Direct observation is a qualitative research technique that can be used to document activities, behaviour, or a physical setting. For this approach the researcher is often independent and resultantly may obtain more reliable information than through interviews. The technique is recommended when direct information is required; understanding of ongoing behaviours, processes, situations, or events is sought; there is physical evidence that can be observed; and other data collection procedures are not possible or appropriate. The approach is classified depending on whether subjects are aware that they are being observed (overt or covert) and, the level to which the observation activity is structured (predefined objectives or discovery).
Using ‘Direct Observation’
Step 1: Preparing: The research question is clarified and the observer plans their approach so as to ensure the correct details are focused upon.
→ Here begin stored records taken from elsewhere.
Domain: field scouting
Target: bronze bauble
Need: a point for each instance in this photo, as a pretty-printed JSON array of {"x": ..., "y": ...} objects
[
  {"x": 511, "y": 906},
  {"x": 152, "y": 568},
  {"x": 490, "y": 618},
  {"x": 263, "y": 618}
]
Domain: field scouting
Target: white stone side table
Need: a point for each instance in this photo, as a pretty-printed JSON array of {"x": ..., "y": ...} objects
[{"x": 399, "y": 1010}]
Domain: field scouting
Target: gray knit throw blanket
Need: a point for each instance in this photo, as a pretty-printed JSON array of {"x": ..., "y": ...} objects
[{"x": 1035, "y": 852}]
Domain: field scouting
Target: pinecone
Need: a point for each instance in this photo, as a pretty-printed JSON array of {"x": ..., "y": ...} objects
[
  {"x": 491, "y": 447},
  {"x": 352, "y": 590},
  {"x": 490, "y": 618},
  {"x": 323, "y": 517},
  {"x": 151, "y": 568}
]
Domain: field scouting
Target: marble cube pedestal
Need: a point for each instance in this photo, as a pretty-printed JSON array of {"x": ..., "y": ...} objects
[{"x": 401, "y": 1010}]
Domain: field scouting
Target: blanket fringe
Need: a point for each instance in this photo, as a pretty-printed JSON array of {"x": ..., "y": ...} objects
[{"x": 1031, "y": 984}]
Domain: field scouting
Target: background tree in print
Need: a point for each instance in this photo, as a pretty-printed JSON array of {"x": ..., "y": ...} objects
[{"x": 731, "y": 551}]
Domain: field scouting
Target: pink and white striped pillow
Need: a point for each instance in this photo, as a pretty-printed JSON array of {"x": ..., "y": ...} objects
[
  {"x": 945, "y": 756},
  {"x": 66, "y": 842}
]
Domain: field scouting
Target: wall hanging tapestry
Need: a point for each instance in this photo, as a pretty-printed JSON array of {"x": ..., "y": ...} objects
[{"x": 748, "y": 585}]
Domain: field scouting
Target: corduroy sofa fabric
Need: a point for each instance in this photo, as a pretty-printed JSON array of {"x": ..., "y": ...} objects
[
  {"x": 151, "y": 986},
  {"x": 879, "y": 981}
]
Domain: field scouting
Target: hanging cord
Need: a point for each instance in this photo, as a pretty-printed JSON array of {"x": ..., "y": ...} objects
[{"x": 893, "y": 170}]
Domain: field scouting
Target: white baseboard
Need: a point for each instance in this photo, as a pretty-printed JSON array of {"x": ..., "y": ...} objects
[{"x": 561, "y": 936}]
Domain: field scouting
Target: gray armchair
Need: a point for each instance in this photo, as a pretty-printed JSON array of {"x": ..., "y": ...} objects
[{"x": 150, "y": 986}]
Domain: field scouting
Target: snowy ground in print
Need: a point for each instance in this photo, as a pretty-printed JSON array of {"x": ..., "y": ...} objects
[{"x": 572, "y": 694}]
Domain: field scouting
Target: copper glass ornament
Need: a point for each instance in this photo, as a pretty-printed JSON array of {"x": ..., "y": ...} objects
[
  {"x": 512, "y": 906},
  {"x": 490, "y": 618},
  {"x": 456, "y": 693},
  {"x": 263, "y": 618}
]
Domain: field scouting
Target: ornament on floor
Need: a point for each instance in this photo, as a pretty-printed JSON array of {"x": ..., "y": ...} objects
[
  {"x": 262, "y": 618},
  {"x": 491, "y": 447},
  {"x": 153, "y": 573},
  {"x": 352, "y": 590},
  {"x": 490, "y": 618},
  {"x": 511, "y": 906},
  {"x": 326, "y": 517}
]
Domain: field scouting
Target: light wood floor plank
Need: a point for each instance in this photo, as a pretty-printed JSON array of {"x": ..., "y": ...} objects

The extent to which the observer is involved is decided too. Their role may range from a full participant to a completely independent spectator.
Step 2: Observing: Effort is made when capturing detail to discern what elements are relevant. The objective is to gain a complete picture and avoid bias.
Step 3: Note-taking: Observations are recorded through a predetermined method that can include checklists, or be entirely unstructured. Details of the location and context are noted.
Step 4: Processing the results: The results are interpreted with the objective of minimising bias. Often this activity is undertaken within a group context. To validate collected observations, the observations may be repeated or other subjects observed.